2 Kings 2: 1-12 Psalm 50: 1-6
2 Cor. 4: 3-6 Mark 9: 2-9
Speak, Lord, for your servants are listening. Amen.
It seems that there are any number of television programs these days whose primary objective is transformation. Houses are transformed, bodies are transformed, careers are transformed, love lives are transformed, unruly children are transformed. The sheer number of programs devoted to transformation suggests that we are enamored with the idea that perhaps, we too, can be transformed into something other than what we are. We watch because we are hopeful that our homes, bodies, careers, love lives, and yes, even the unruliest members of our households can be transformed. Even if those unruly ones happen to be our very selves.
Peter, James, and John had a brush with transformation, rather with transfiguration. There they were, on just an ordinary day in ministry. We aren’t sure exactly what was going on with Jesus and the disciples, but we know it was six days after something. Reading earlier in Mark we find that Jesus was teaching the disciples. He was explaining to them that he would have to suffer and die. He was telling them that Kingdom of God would be coming with power and that it would be coming soon. And what we learn in Mark’s Gospel is that the disciples didn’t often understand exactly what Jesus was saying. Suffer and die? What kind of Messiah suffers and dies? Where is the power in that? The Kingdom of God will come soon? How soon?
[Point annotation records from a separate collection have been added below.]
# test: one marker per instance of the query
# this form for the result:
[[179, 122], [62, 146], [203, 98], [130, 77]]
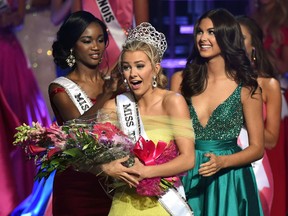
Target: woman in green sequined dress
[[222, 92]]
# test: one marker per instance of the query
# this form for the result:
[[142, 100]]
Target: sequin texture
[[224, 123]]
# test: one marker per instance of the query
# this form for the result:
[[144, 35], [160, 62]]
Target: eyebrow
[[86, 36]]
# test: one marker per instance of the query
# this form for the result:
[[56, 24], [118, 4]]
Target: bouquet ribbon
[[147, 151]]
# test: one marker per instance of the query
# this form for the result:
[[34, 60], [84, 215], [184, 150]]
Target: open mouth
[[135, 84]]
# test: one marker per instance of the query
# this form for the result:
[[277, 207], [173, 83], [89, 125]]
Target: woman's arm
[[252, 108], [272, 98], [176, 80], [176, 108], [281, 62]]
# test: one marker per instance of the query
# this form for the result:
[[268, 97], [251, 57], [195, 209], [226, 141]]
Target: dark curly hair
[[229, 38], [70, 31], [262, 64]]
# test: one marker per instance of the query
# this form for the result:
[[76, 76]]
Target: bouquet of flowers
[[85, 144], [80, 144]]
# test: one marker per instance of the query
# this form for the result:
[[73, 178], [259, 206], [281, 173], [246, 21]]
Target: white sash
[[76, 94], [111, 22], [174, 200]]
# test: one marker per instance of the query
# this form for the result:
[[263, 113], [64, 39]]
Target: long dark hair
[[229, 38], [69, 33], [260, 60]]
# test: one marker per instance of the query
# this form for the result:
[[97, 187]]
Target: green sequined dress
[[231, 191]]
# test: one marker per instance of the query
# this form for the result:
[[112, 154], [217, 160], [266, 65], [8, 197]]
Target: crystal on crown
[[145, 32]]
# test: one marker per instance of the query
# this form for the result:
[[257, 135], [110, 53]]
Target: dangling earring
[[253, 55], [126, 85], [154, 82], [70, 59]]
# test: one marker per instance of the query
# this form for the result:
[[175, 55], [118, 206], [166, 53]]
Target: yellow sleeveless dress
[[126, 202]]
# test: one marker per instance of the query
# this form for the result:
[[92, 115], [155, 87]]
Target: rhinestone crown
[[145, 32]]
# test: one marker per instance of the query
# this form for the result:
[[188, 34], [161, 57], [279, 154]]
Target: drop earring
[[71, 59], [253, 55], [154, 82]]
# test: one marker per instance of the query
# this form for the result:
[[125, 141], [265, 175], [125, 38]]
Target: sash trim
[[111, 22], [76, 94]]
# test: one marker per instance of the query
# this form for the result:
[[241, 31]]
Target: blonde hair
[[152, 55]]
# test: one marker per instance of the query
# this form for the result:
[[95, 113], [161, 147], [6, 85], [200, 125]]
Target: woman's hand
[[212, 166], [116, 170], [139, 168]]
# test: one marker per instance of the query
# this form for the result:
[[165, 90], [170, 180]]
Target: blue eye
[[199, 32], [126, 68], [140, 66], [101, 40]]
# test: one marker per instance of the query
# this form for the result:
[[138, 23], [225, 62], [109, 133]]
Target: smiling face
[[90, 46], [138, 71], [206, 40]]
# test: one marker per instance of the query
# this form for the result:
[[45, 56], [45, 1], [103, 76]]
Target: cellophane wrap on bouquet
[[86, 143], [82, 144]]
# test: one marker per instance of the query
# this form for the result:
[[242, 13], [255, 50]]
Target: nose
[[95, 45], [203, 37]]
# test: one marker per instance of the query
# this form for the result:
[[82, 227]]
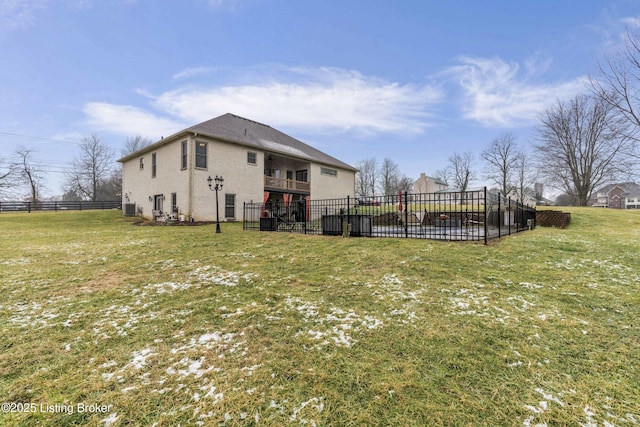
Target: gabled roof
[[631, 189], [238, 130]]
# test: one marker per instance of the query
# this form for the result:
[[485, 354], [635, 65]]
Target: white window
[[201, 155], [327, 171]]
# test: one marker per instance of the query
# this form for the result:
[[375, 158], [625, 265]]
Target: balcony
[[282, 184]]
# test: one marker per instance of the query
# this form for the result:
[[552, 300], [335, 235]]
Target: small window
[[251, 158], [229, 205], [201, 155], [183, 155], [330, 172]]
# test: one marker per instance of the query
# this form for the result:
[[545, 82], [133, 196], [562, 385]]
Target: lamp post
[[218, 186]]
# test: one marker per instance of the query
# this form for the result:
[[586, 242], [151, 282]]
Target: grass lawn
[[105, 323]]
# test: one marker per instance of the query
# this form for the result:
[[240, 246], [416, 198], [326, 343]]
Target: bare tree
[[443, 175], [111, 188], [28, 172], [460, 170], [389, 177], [522, 175], [578, 149], [134, 144], [619, 85], [89, 171], [500, 158], [6, 177], [366, 177], [405, 184]]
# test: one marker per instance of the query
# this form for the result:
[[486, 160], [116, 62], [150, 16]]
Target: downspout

So perhaps it is out of sheer frustration or exhaustion that Jesus takes only Peter, James, and John up the high mountain by themselves. Maybe it was a private tutoring time with their teacher. Or maybe Jesus thought it would be easier to deal with a smaller group, instead of all twelve of them. But for whatever reason, they were there on the mountain with Jesus, when suddenly Jesus began to glow and his garments became the whitest white and standing with him were Elijah and Moses, who were long since dead.
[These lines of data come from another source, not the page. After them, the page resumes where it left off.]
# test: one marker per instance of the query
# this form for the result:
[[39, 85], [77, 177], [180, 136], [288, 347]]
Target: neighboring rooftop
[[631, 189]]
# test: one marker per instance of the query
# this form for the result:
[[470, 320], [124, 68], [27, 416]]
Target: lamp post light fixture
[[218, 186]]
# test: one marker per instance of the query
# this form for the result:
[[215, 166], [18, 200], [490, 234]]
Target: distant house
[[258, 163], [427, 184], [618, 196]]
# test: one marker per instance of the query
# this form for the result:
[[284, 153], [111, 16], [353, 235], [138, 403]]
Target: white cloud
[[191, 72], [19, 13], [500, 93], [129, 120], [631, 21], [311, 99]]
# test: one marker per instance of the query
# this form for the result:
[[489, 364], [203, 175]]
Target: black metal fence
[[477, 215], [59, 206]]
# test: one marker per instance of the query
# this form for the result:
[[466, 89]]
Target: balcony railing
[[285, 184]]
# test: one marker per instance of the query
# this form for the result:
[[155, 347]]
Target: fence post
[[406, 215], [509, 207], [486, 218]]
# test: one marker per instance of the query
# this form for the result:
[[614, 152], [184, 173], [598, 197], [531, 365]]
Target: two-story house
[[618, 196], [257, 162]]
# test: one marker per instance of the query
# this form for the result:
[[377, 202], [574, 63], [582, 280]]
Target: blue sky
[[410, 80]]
The church observes this day as the Feast of the Transfiguration. It’s the final Sunday after Epiphany and before the beginning of Lent. And most of the time, that is all we have to say about it. There aren’t any figurines to set up, like a nativity scene. We don’t wave anything about like we do on Palm Sunday. It’s an odd, misunderstood day.
But what we know about this day, for sure, is this: something happened on that mountain, something so powerful, so enlightening, that the disciples did not want it to end. They wanted to stay there with Jesus, to build three dwellings and never come back down off of the mountain.
I imagine that all of us can name some transformative experience in our personal lives. Passionate loves, births or adoptions of children, perhaps finding that perfect job or going on that mind expanding trip.
But what I’d like for us to think about today is what transformative experiences we have had as a church, as both the “big C Church” and as the little c, church, this congregation. How does what happens here transform us from who we are now into who God has created us to be?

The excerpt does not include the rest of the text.